# Tips to break up the monotony?



## saunadad (Oct 13, 2021)

Hey y’all. I’m a little more than a month into my new job at a target DC. I work in Inbound, and I’ve mainly been on the dock with a few days in ART here and there.

I don’t hate my job, it’s not too difficult, I have a really good grasp of what my job is and how it relates to the rest of the warehouse. But I just can’t handle the ten hours of monotonous, brainless work. It’s mind numbing doing the same simple task for 10/12 hours straight.

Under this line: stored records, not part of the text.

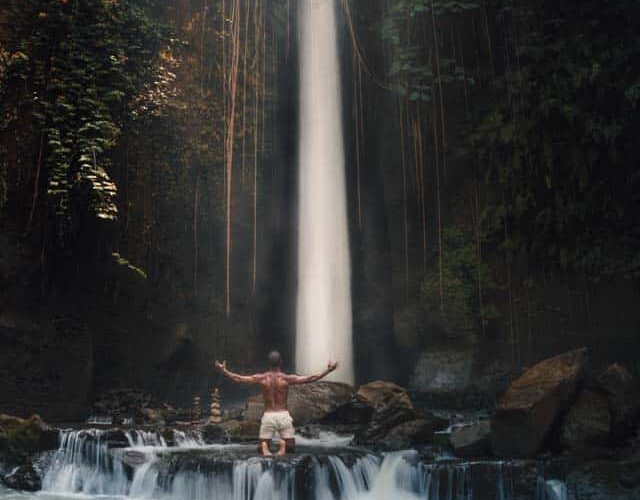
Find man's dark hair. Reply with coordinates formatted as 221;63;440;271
267;351;282;368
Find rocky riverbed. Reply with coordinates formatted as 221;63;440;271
0;350;640;500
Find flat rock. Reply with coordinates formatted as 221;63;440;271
491;349;588;457
358;380;414;411
358;380;432;443
246;382;355;425
449;420;491;458
560;389;611;450
380;418;447;449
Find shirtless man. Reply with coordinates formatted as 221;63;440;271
215;351;338;456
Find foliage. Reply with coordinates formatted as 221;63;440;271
421;225;496;338
382;0;478;102
467;0;640;280
0;0;169;219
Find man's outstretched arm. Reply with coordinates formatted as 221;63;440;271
215;360;260;384
287;362;338;385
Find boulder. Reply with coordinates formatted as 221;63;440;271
438;420;491;458
202;420;260;443
246;382;355;425
595;364;640;442
358;380;415;411
560;389;611;450
2;461;42;491
409;348;474;393
0;415;59;463
379;417;447;449
358;380;447;444
322;394;374;425
566;459;640;500
491;349;588;457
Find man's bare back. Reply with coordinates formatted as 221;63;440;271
215;351;338;455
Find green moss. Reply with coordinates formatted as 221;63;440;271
0;415;46;459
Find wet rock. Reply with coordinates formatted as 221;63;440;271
566;460;640;500
491;349;587;457
434;420;491;458
246;382;355;425
0;415;59;463
2;461;42;491
358;381;432;443
140;408;166;425
322;394;374;425
358;380;414;411
202;420;260;443
409;349;474;393
595;364;640;442
560;389;611;450
380;417;447;449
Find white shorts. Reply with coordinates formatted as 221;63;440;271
260;410;295;439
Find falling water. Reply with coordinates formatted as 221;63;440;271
296;0;354;382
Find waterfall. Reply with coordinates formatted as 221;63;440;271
296;0;354;383
33;429;570;500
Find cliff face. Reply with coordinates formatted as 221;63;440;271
0;0;640;419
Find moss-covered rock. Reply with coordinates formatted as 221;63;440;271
0;415;59;464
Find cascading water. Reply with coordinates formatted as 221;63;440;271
33;430;540;500
296;0;354;382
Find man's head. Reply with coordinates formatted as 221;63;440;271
267;351;282;370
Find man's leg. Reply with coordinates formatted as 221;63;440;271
284;438;296;453
260;439;271;457
260;414;275;457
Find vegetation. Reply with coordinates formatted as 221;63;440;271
0;0;640;378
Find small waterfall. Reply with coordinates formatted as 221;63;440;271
37;430;556;500
296;0;354;383
42;429;128;495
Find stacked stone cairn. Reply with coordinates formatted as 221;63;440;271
191;396;202;422
209;387;222;424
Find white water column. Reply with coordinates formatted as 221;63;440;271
296;0;354;383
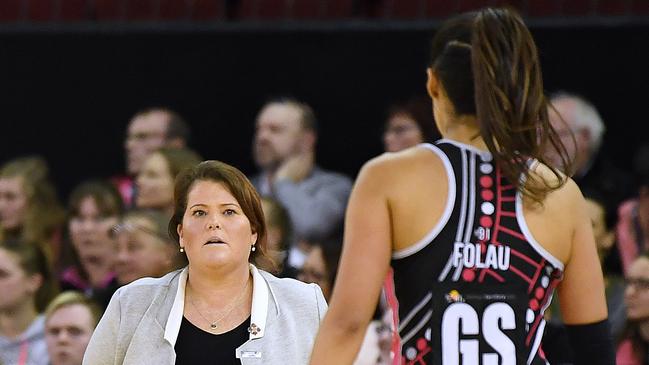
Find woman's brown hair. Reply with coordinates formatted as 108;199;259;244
0;241;58;313
431;8;571;203
0;156;65;264
168;160;274;267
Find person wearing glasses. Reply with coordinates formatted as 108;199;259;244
617;252;649;365
113;209;187;285
83;161;327;365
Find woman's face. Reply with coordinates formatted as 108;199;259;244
624;257;649;321
0;248;41;312
115;217;176;285
0;176;27;230
298;246;332;300
383;114;424;152
69;196;117;263
137;152;174;209
178;180;257;269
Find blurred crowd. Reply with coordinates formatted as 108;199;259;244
0;92;649;365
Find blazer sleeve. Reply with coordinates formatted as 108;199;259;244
311;284;328;321
82;288;122;365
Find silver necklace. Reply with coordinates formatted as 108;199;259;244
188;279;250;331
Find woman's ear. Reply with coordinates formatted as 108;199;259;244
28;274;43;294
176;224;184;248
426;67;439;99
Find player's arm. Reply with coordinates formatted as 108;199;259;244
311;157;392;365
558;180;615;365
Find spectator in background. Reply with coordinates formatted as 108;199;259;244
583;189;625;338
61;180;123;308
0;241;56;365
616;145;649;273
548;92;633;239
113;210;187;286
297;235;342;301
135;147;202;218
45;291;101;365
260;197;297;278
0;156;65;265
616;252;649;365
383;96;440;152
543;189;626;364
252;98;352;268
297;234;391;365
112;107;191;207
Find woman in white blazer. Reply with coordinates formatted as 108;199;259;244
83;161;327;365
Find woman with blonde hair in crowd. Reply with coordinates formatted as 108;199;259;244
135;147;202;217
45;291;101;365
383;96;440;152
113;209;187;286
0;241;56;365
60;180;123;308
311;8;614;365
83;161;327;365
0;156;65;265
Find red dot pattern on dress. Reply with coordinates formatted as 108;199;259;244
480;175;494;189
530;299;539;312
462;269;475;282
480;189;494;201
480;215;494;228
417;338;426;351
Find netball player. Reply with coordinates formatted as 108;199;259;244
311;8;613;365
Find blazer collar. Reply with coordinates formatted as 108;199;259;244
164;264;279;346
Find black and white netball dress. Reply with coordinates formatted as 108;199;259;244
392;140;563;365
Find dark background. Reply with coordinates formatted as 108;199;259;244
0;25;649;198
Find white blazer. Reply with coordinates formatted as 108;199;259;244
83;265;327;365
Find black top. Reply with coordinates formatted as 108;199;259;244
174;317;250;365
392;141;563;365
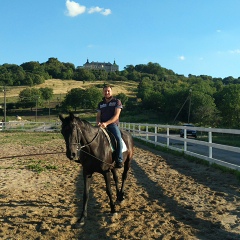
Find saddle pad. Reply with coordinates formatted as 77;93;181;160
101;127;127;152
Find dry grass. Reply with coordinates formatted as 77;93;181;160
0;79;138;99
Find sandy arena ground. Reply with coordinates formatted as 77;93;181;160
0;136;240;240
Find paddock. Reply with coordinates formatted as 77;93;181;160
0;132;240;240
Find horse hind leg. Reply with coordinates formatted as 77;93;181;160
77;174;92;227
103;171;116;213
117;158;130;203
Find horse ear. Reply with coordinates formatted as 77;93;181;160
69;112;74;120
59;114;64;122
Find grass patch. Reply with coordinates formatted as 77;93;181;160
0;132;63;146
27;160;58;173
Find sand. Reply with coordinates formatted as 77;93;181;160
0;136;240;240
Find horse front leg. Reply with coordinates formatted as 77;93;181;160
103;171;116;213
78;173;92;226
117;159;130;203
111;168;120;201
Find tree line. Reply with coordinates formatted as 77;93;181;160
0;58;240;128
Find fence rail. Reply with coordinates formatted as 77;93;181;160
120;122;240;171
0;121;240;171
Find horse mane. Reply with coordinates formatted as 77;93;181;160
65;113;94;130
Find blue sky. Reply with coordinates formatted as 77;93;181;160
0;0;240;78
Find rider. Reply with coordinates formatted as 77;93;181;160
96;85;123;168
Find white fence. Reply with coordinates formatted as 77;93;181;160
0;121;240;171
120;122;240;171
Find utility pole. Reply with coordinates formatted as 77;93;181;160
188;89;192;123
3;85;7;122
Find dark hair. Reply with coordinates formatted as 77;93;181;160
103;84;112;89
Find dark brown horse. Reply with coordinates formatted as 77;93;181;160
59;113;133;225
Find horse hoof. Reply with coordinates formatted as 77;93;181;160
115;199;125;205
75;218;85;228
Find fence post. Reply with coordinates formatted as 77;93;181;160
208;127;212;158
184;128;187;152
146;125;149;140
167;127;170;147
155;124;157;146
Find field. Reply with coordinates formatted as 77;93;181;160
0;132;240;240
0;79;137;100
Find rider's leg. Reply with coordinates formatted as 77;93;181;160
107;124;123;166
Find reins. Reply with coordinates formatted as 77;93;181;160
71;123;113;166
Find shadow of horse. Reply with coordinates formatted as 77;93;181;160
59;113;133;226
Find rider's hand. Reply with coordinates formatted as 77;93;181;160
101;123;107;128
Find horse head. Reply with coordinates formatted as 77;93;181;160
59;113;81;160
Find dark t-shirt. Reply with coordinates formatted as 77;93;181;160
97;97;123;124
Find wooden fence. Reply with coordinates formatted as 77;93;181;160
120;122;240;171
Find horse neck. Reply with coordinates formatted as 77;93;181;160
79;121;98;145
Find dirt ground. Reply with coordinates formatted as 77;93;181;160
0;136;240;240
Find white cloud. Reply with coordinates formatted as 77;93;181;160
66;0;112;17
88;7;103;14
88;7;112;16
66;0;86;17
178;56;186;61
101;9;112;16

I get it. That’s warehouse work. But do y’all have any tips with improving this part of the job? I’m just trying to work here until I’m done with school, but I don’t want to be hopelessly bored for the rest of my time here.


----------



## InboundDCguy (Oct 14, 2021)

Once you’re past your 90 you could ask to be trained in different departments. Every department is monotonous, but moving between them breaks it up a little and helps time go by faster.


----------



## Luck (Oct 14, 2021)

Thats why Outbound is the best baby! You dont have time to be bored! Lol. 
My best advice and what I have always done is just try and pay attention and learn about what other people are doing. 
When you are new its the toughest time, it only gets better from here. 
Just try to understand there is no such thing as a job that isn't monotonous or boring most of the time 😁
Learning to be able to turn off your brain and zone out is a genuine life skill you must start to learn now that you are an adult!
Its the same way runners learn to get into the "tunnel" where they zone everything else out and focus only on moving toward what their eyes are focused on.


----------